Sinn Féin’s promise of change has captured the imagination of many, but the rallies also underlined that they are proudly embracing a world where it is harder to change your mind, a world where a voter isn’t just a voter, but is, for better and for worse, part of a movement.

In the south, that movement might include a push for a united Ireland but there are other priorities.
“This was very much a housing election,” Mary Lou explained to the crowd in Newry, walking a fine line for Sinn Féin who have to acknowledge the different electorates without sounding like partitionists. But the issues in Cork and Dublin were not raised in Newry understandably and how Sinn Fein carries those two electorates will be interesting over the coming years.
In Newry, understandably, there was more talk of a united Ireland than in Cork or, particularly Dublin where it rarely featured.
Sinn Féin in government would have to solve the housing crisis, fix the health service and create a just society, while uniting Ireland at the same time.
Some close to Sinn Féin think a date for a poll or working towards a date for a border poll in seven or ten years would be enough to placate those who see a united Ireland as the most important issue
Brexit, Sinn Fein believe, will help them make their case and they have a great and unwitting ally in Boris Johnson. Liberal unionists might be asked to choose between membership of the EU and membership of a United Kingdom which doesn’t want them. But if Sinn Féin are in government in the south unity becomes less appealing and more threatening for them.

“I detect a venom and an anti Britishness in the south that I didn’t think was there before,” says one UUP councillor who didn’t want to be named. “I could have seen a case for a United Ireland over the past five years economically and Brexit has underlined that, but the Sinn Fein vote has changed things for many,” he says.
“I’d always thought that the DUP and Sinn Féin were products of their environment, but now I see Sinn Féin becoming the largest party in the south and wonder what is waiting for a unionist there.”
From this perspective, Sinn Féin’s presence is an obstacle to a united Ireland. But there are those in Sinn Féin who believe they have to work at reaching a point as one republican puts it, recalling the words of the former UUP leader Mike Nesbitt, where unionists don’t feel as if they are merely accepted in a united Ireland but wanted.

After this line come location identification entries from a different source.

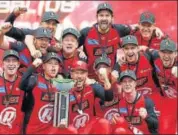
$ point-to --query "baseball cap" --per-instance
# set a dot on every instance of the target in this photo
(147, 17)
(102, 60)
(49, 15)
(71, 31)
(129, 40)
(43, 33)
(167, 44)
(127, 73)
(51, 55)
(8, 53)
(104, 6)
(80, 65)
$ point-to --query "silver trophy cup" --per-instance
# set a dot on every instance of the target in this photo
(61, 102)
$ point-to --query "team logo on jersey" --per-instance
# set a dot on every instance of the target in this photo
(45, 113)
(7, 116)
(145, 90)
(47, 96)
(2, 89)
(10, 100)
(141, 81)
(92, 42)
(98, 51)
(85, 105)
(169, 91)
(135, 120)
(81, 120)
(109, 114)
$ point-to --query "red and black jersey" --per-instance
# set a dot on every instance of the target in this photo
(42, 114)
(167, 80)
(11, 116)
(153, 43)
(143, 70)
(84, 101)
(130, 111)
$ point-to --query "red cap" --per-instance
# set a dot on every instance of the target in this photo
(78, 64)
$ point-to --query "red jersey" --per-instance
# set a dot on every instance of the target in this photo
(131, 113)
(167, 80)
(11, 116)
(143, 70)
(81, 101)
(153, 43)
(42, 115)
(96, 44)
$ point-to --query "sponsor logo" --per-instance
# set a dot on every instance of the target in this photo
(85, 105)
(93, 42)
(10, 100)
(47, 96)
(98, 51)
(45, 113)
(7, 116)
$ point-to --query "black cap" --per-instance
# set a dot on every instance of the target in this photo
(147, 17)
(167, 44)
(8, 53)
(127, 73)
(42, 33)
(102, 60)
(129, 40)
(49, 15)
(71, 31)
(104, 6)
(51, 55)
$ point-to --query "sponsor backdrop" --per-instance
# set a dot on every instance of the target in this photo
(83, 13)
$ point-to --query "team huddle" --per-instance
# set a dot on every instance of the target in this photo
(125, 76)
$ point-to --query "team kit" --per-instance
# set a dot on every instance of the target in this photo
(105, 79)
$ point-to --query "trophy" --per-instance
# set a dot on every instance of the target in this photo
(61, 102)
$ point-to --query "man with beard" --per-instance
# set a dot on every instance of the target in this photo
(102, 67)
(69, 51)
(11, 116)
(82, 98)
(103, 37)
(41, 41)
(49, 20)
(41, 96)
(141, 64)
(165, 66)
(146, 31)
(137, 110)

Over the next seven days, Sinn Féin will continue their negotiations for government and they will continue their public meetings. They will go to Cavan and Galway and listen to their voters. They will do what Sinn Fein do and bring their people with them. But if they continue to grow and they continue to evolve into the party that can deliver change, there may come a time when they have to leave somebody behind.